Don’t quit when you can’t see progress.
Sometimes we do everything right and still feel stuck. We follow the plan, stay disciplined, pray, believe… and nothing seems to change. It’s in those moments that perseverance matters most.
Years ago, I injured my knee. Doctors said it was a straightforward injury and predicted three or four months of recovery. I was determined to beat that timeline.
I did every exercise the physio prescribed, three times a day. Tiny, boring movements like lifting my toes for minutes on end. Weeks turned into months with no improvement.
After about six months, my physio looked at me and said words that dropped like a stone in my stomach:
“I’m sorry. There’s nothing else we can do.”
It felt final. Hopeless.
However, I couldn’t shake a deeper conviction that this wasn’t the end of the story. I had done everything I could in the natural, so I chose to keep believing, keep exercising, keep showing up, even when nothing was happening.
Suddenly, things changed. No new treatment. No different routine. Just a quiet, gradual shift.
First small signs of improvement. Then stronger. Eventually, I not only walked without pain but ran again—further and stronger than before.
Today, I regularly run half-marathons and am training for a full marathon. The same knee they said might never recover now carries me distances I once thought impossible.
That challenging season taught me something I’ll never forget: progress often starts long before you can see it.
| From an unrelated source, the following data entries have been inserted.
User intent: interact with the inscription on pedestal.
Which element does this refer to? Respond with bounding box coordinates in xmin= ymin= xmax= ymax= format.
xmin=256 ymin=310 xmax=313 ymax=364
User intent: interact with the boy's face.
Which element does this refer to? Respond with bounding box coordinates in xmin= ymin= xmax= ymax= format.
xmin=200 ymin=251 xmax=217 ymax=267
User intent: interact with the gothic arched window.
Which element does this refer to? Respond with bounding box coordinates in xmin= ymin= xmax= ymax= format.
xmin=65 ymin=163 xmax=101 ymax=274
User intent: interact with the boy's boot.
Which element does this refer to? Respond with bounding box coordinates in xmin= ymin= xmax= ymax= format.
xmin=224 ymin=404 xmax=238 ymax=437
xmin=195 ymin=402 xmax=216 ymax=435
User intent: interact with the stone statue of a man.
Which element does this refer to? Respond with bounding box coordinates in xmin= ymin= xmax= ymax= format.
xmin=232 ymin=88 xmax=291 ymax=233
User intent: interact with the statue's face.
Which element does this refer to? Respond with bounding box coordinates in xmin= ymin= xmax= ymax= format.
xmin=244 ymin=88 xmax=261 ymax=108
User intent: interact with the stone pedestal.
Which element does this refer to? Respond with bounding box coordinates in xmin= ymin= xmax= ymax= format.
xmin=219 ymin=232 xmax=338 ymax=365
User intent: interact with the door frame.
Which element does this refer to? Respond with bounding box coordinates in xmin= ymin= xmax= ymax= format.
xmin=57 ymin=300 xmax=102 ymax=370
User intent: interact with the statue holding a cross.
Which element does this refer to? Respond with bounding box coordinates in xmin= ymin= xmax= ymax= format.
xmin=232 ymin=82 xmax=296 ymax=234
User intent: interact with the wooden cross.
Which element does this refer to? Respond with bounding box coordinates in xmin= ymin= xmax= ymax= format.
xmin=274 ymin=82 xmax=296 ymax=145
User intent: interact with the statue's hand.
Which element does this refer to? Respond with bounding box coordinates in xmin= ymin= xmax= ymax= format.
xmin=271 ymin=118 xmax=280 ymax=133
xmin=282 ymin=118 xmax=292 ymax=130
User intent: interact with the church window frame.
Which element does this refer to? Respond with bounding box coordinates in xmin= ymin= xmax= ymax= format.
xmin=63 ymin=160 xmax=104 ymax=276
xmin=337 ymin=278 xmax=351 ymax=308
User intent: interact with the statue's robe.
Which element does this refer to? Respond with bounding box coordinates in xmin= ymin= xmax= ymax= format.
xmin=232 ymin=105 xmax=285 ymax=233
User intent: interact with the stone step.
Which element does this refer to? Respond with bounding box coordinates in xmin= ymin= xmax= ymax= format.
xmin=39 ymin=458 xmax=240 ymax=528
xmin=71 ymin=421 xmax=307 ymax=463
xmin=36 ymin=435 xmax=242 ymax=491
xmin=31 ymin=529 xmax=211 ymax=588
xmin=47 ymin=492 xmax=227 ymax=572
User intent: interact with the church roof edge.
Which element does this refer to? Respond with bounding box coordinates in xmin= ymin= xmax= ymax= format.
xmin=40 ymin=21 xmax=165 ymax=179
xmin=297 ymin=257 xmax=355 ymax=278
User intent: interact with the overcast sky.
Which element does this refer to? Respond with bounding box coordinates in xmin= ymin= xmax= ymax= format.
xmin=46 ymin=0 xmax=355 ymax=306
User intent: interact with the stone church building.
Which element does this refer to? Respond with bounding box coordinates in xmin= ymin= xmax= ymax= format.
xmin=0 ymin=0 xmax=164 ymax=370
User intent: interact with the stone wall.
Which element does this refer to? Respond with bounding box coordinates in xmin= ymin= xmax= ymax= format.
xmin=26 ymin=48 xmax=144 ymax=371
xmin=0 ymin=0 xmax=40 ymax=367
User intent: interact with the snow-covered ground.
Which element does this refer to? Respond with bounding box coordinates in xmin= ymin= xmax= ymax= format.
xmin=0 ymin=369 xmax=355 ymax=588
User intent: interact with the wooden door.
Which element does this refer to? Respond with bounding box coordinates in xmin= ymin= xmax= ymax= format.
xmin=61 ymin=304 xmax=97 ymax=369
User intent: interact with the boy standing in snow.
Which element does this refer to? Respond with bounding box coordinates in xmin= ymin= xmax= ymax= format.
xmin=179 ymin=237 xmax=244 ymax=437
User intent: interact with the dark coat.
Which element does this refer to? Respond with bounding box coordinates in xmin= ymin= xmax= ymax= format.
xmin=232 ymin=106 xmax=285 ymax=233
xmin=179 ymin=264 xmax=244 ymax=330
While I faithfully performed those mind-numbing exercises, something unseen was happening. Healing was taking place beneath the surface.
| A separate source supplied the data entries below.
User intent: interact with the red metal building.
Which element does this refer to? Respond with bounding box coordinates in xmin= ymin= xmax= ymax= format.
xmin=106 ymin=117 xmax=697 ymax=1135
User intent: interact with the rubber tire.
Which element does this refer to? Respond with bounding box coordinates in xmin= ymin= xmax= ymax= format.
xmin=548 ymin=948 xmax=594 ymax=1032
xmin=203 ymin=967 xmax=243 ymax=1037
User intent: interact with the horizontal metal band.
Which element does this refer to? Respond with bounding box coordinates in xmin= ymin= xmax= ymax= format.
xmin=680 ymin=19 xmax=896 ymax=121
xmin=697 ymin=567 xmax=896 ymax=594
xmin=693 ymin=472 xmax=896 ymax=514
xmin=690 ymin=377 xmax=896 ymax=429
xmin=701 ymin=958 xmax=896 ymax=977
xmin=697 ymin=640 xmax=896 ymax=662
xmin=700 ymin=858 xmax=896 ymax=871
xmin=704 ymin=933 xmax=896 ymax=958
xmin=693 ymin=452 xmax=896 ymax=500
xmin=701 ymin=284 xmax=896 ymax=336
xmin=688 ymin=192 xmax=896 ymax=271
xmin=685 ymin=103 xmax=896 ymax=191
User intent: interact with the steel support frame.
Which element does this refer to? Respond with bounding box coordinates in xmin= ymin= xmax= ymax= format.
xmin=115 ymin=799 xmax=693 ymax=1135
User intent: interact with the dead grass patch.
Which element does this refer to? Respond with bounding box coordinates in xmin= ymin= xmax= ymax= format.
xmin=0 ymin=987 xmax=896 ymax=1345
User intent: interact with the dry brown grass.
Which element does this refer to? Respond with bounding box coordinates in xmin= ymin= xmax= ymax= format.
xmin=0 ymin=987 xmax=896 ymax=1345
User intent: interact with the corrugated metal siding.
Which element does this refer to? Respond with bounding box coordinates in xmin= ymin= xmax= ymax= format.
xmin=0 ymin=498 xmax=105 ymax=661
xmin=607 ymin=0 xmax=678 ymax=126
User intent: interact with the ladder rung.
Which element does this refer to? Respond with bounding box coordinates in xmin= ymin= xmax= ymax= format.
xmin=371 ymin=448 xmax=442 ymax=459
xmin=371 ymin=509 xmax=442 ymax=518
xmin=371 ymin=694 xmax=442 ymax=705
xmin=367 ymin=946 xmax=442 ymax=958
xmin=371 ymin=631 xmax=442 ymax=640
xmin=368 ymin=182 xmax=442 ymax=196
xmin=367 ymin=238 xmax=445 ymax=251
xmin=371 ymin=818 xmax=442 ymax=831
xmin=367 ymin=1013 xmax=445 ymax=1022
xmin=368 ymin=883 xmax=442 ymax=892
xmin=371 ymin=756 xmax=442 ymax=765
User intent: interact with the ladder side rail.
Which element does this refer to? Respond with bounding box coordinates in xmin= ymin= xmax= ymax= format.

Breakthroughs—in health, finances, relationships, dreams—rarely arrive with a warning. They build quietly until suddenly they’re visible.
If you feel you’ve been doing everything right but nothing’s changing, keep showing up. Keep taking small, faithful steps. Keep believing even when the evidence is invisible.
The moment you’re tempted to quit might be the moment just before your breakthrough.
Don’t give up. Your turning point might be closer than you think.